Mountain range in Vietnam

The Ba Vì mountain range (Tên Nôm: Núi Ba Vì, Chữ Nôm: 𡶀𠀧位; Tên chữ: Tản Viên Sơn, Chữ Hán: 傘圓山) is a soil-limestone mountain range in Vietnam. It covers an area of about 50 km^{2} in Ba Vì, Lương Sơn and Kỳ Sơn districts, Hòa Bình province. The Ba Vì mountain range is called "the lord of mountains" (núi chúa) in the Vietnamese folk religion although it is not the highest mountain range in Vietnam.
==History==
There are many peaks in this range, but the most famous one is Tản Viên Peak. Tản Viên mountain is 1,281 m high. In Vietnamese mythology, this mountain is the home of Tản Viên Sơn Thánh, the mountain god. However, the highest mountain in this range is Vua Peak (or King Peak), which is 1296 m in elevation. A shrine to President Ho Chi Minh is located at the summit of this mountain.

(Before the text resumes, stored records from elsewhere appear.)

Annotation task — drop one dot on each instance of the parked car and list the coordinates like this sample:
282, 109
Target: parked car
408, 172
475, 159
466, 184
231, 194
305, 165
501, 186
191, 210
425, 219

At the western foot of the Ba Vì mountain range is the Đà river, while at the eastern edge is an artificial lake called Suối Hai, which is 7 km in length and 4 km in width.

The Ba Vì mountain range is covered by primary forests. Ba Vì National Park is a reservoir of biodiversity.

The Ba Vì mountain range is a well-known ecological tourism region in northern Vietnam.